Тон Броунинга заставил Сережу отнестись к собственным мыслям более серьезно.

— Здесь нет ничего смешного, Седжи. Вы говорите: «Нет дыму, значит — нет огня». Откуда же все эти разговоры, мысли? Несомненно, что-то есть. Здесь, Седжи, мы — близко от тех мест, откуда вытекает тайна. Конечно, так называемых великих посвященных нет, и напрасно в Европе о них говорят. Но, Седжи, — Арт еще более понизил голос, — может быть, какие-то особенные люди существуют? Почему бы не жить здесь, в горах, людям, обладающим большими познаниями, чем мы? Конечно, это обыкновенные люди, а не бессмертные. Они, может быть, уже выросли из наших экономических условий. Ведь и мы научились сводить молнии на землю и посылать молнии в небо.

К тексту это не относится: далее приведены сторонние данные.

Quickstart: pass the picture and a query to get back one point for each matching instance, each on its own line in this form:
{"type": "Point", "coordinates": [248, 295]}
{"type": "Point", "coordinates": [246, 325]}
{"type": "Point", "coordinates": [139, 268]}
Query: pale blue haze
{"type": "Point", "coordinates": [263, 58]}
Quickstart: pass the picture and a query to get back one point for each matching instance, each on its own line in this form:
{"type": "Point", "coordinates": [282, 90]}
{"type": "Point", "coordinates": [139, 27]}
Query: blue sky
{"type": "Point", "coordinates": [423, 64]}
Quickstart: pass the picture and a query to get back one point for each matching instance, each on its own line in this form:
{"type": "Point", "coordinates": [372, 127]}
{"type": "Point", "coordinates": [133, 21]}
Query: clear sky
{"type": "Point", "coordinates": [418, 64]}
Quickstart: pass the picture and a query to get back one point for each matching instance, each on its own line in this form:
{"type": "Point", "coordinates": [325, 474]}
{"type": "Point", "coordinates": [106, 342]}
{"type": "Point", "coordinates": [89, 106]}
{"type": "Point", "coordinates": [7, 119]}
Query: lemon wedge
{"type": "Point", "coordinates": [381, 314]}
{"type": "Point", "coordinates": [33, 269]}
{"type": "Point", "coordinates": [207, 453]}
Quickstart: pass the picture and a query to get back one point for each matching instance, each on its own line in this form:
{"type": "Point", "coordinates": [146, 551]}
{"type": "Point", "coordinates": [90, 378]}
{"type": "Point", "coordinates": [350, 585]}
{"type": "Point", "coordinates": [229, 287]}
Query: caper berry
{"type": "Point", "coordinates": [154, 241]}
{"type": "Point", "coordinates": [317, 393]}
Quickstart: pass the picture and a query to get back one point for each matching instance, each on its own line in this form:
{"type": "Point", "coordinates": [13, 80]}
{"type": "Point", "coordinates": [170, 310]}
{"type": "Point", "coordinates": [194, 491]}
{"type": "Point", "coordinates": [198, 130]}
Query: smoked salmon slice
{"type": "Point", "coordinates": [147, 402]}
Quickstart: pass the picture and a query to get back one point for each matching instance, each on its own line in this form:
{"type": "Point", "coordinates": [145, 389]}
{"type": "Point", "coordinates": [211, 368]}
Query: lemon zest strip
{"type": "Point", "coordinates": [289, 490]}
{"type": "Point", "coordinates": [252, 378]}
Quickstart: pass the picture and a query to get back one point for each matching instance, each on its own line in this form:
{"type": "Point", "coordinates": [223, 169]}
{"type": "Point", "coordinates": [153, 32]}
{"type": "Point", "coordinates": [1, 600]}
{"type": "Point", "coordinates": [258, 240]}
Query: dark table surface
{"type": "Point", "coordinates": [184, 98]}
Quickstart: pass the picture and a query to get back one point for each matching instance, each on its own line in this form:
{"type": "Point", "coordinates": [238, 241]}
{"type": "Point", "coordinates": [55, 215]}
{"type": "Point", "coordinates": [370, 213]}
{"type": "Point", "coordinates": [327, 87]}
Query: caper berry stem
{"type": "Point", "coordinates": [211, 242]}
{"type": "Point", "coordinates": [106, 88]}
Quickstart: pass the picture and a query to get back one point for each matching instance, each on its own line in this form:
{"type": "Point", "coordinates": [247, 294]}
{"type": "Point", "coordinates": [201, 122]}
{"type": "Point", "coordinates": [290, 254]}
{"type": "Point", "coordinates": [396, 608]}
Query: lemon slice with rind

Сережа почувствовал внезапное раздражение. Слова Броунинга показались ему дикими и бессмысленными.

— Вы определенно чепуху порете, Арт! За каким чертом эти люди будут жить в горах? Вы заразились мистицизмом у Козодоевского.

Борис не спал с начала разговора. Он лежал, затаив дыхание, внимательно прислушиваясь к каждому слову.

Сережа продолжал:

— Значит, по вашему, если у нас будет больше знаний, мы будем сами как эти великие посвященные?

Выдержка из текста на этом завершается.